I sit ehre at my comuter,the homewor I am suppose to be doing constantly reminding me of what happened to lea dup to this point in time. A mmo that I guess took to much and held it all in.
What I think? I think It's her boyfriend. We'll call him Ret. Everytime he is in are life she is always more stressed and she always ens up yelling and screaming at me to the point I don't even think I take it to myself anymore. I mean the things she says hurts and I cry but then I don't try to change anything because I don't see it as my fault anymore. I see it as hers almost. So I'm trying to change but I don't know what to change ebcause to change into someone she will like I have to be gifted but really Im not. Im creative and I know I am exellent in mt places but I am not gifted. There are better artists. Better writers. Better idea's. Im also not special like my older brother.

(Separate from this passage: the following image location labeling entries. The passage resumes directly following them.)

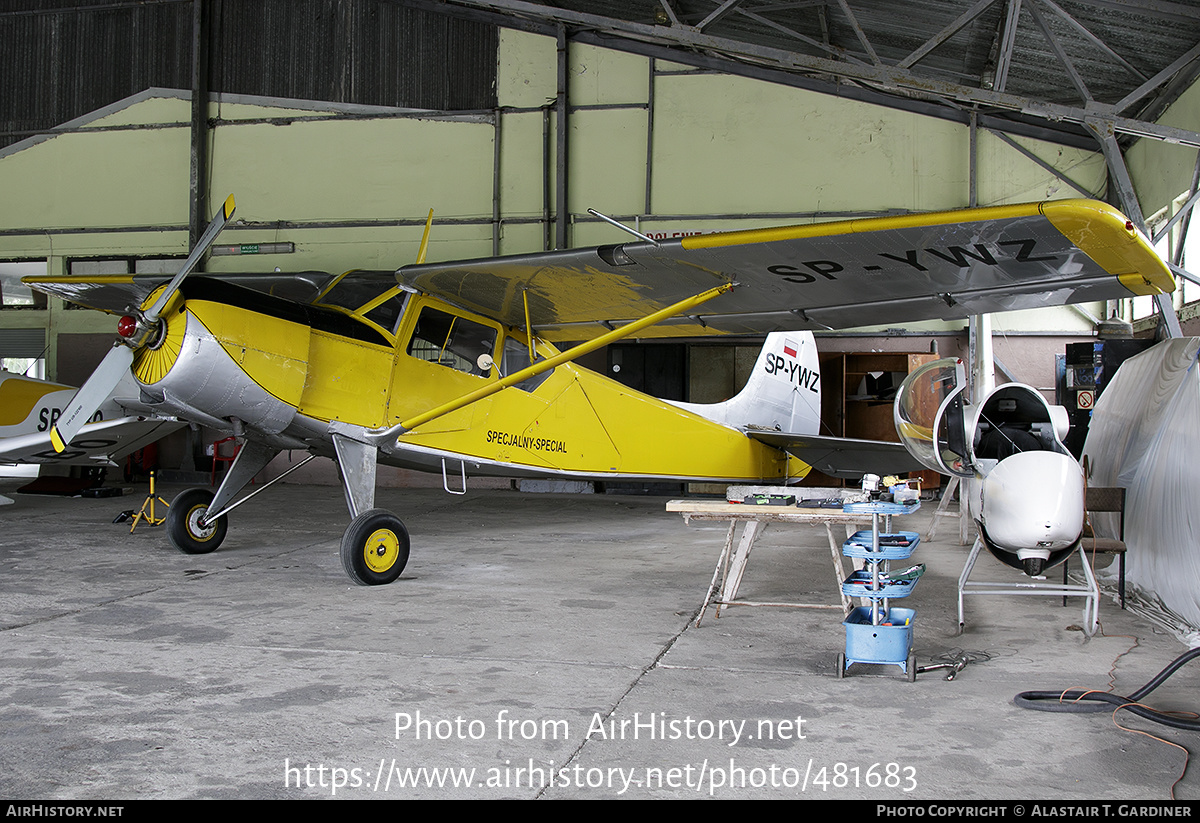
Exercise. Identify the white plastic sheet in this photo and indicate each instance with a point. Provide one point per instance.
(1145, 437)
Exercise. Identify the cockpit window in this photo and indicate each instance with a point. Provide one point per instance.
(453, 341)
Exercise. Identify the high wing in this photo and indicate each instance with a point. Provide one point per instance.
(940, 265)
(840, 456)
(101, 443)
(118, 294)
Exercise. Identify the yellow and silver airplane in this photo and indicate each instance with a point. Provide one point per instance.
(29, 409)
(456, 366)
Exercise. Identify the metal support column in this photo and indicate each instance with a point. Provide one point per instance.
(561, 205)
(198, 199)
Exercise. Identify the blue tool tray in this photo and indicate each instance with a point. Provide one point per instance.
(859, 545)
(881, 508)
(868, 643)
(859, 586)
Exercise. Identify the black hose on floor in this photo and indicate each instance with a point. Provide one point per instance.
(1084, 702)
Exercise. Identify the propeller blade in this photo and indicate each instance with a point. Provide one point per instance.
(83, 406)
(210, 234)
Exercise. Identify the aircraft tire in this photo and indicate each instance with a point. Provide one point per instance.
(375, 547)
(183, 527)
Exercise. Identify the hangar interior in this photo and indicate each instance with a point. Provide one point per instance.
(340, 124)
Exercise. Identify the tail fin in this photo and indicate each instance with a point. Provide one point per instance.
(784, 390)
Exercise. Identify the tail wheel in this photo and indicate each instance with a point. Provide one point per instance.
(375, 547)
(185, 528)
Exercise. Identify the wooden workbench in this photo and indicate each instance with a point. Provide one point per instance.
(731, 564)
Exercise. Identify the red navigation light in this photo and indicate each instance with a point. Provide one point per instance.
(127, 326)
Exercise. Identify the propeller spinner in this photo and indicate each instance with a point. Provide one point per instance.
(135, 331)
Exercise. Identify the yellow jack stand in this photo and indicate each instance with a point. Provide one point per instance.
(148, 504)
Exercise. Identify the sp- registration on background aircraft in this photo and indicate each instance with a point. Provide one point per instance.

So what can I really do? I am intrtwined to the point where even my own brother who gets upset when he kils a fly is making fun of me. But none of them mean it. None of them ever mean anything they say to me. Im and inkspot on the corner of their everyday pages. They dn't even notice me enless they are whiting me out simply because they are screwing up on the work thats suppose to be on the page. A way to get rid of anger. That is what I'm good at. I am good at taking other people's pain and sending to myself instead but ,really, will I ever be rewarded for something like that?